Observability 101: Start with Logs

Stop over-engineering your observability stack. Start with what you already have

Overview

It’s easy to get overwhelmed by all of the advice that exists to instrument your systems with telemetry. Vendors and experienced practioners will tell you that you have to have the 3-pillars of observability supported (metrics, traces, and logs).

The truth is, most applications start with logs and you can do a lot with just that. This post will show you how to create log-based alerts since logs are the most common telemetry. You probably already have these in your application.

This post will provide a step-by-step demo of how to setup log-based alerting. I’ll use open-source tools exclusively. You can find the repo to run the setup yourself here.

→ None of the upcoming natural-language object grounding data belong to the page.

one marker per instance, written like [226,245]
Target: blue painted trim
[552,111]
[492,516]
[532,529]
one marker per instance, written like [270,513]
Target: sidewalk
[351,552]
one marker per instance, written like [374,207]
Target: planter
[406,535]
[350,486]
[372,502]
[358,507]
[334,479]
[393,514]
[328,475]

OpenSearch : an open-source analytics engine that supports telemetry like logs + metrics

fluentbit: lightweight telemetry processor and forwarder

Docker: popular containerization technology

Container Setup

We’ll first start out by defining the 3 containers to run with a docker-compose file: opensearch, opensearch dashboards, and fluentbit. Please note: utilize your own admin password and leverage a secrets management platform like HashiCorp Vault to store your passwords so you do not commit them into your code base. The code below is just for demo purposes.

services:
  opensearch:
    image: opensearchproject/opensearch:2.12.0
    container_name: opensearch
    environment:
      # Run as single-node cluster (no clustering overhead)
      - discovery.type=single-node
      # Required for OpenSearch 2.12+
      - OPENSEARCH_INITIAL_ADMIN_PASSWORD=YourStr0ng!Password
      # Limit JVM heap to 1GB (adjust based on available memory)
      - "OPENSEARCH_JAVA_OPTS=-Xms1g -Xmx1g"
    ports:
      # REST API
      - 9200:9200
    volumes:
      # Persist index data across restarts
      - opensearch-data:/usr/share/opensearch/data
    healthcheck:
      test: ["CMD-SHELL", "curl -sk -u admin:YourStr0ng!Password https://localhost:9200/_cluster/health || exit 1"]
      interval: 30s
      timeout: 10s
      retries: 5

  opensearch-dashboards:
    image: opensearchproject/opensearch-dashboards:2.12.0
    container_name: opensearch-dashboards
    ports:
      # Web UI
      - 5601:5601
    environment:
      # Point to the OpenSearch container
      OPENSEARCH_HOSTS: '["https://opensearch:9200"]'
    depends_on:
      opensearch:
        # Wait for OpenSearch to be healthy before starting
        condition: service_healthy

  fluent-bit:
    image: fluent/fluent-bit:latest
    container_name: fluent-bit
    volumes:
      # Mount config files
      - ./fluent-bit.conf:/fluent-bit/etc/fluent-bit.conf
      - ./parsers.conf:/fluent-bit/etc/parsers.conf
      # Mount logs directory - write logs here to ship to OpenSearch
      - ./logs:/var/log/app
    depends_on:
      opensearch:
        condition: service_healthy

fluentbit will write logs to OpenSearch and then we can login to the dashboard containerto see our logs + alerts in the UI.

The fluent-bit.conf also contains config for fluentbit to know where to locate the logs and forward them to OpenSearch. In the config below, we are looking for logs at /var/log/app/*.log and they are being forwarded to opensearch at port 9200 (which is where our opensearch instance is running at). The docker compose volume mount is at ./logs:var/log/app since that is a standard Linux convention.

[SERVICE]
    Flush        5
    Log_Level    info
    Parsers_File parsers.conf

[INPUT]
    Name         tail
    Path         /var/log/app/*.log
    Tag          app.logs
    Parser       json
    Refresh_Interval 5

[OUTPUT]
    Name         opensearch
    Match        *
    Host         opensearch
    Port         9200
    HTTP_User    admin
    HTTP_Passwd  YourStr0ng!Password
    Index        application-logs
    Logstash_Format On
    Logstash_Prefix app-logs
    tls          On
    tls.verify   Off
    Suppress_Type_Name On

You can run these containers that are defined in the repo I created by using docker compose up -d

Generate Logs

Once you have the containers running, you can generate some sample logs that will automatically get shipped to OpenSearch.

# Batch of logs (to trigger High Error Rate Monitor)
for i in {1..8}; do
  echo '{"timestamp":"'$(date -u +%Y-%m-%dT%H:%M:%S.000)'","level":"ERROR","message":"Test error '$i'","service":"my-app"}' >> logs/app.log
done

View the Logs

Once these are generated and forwarded to OpenSearch, we can log into the dashboard using the defined creds at localhost:5601

Navigate to Discover -> Create Index Pattern and input a regex like app-logs* to match the logstash prefix used by fluentbit. You’ll also be prompted to pick a time field (you can select @timestamp).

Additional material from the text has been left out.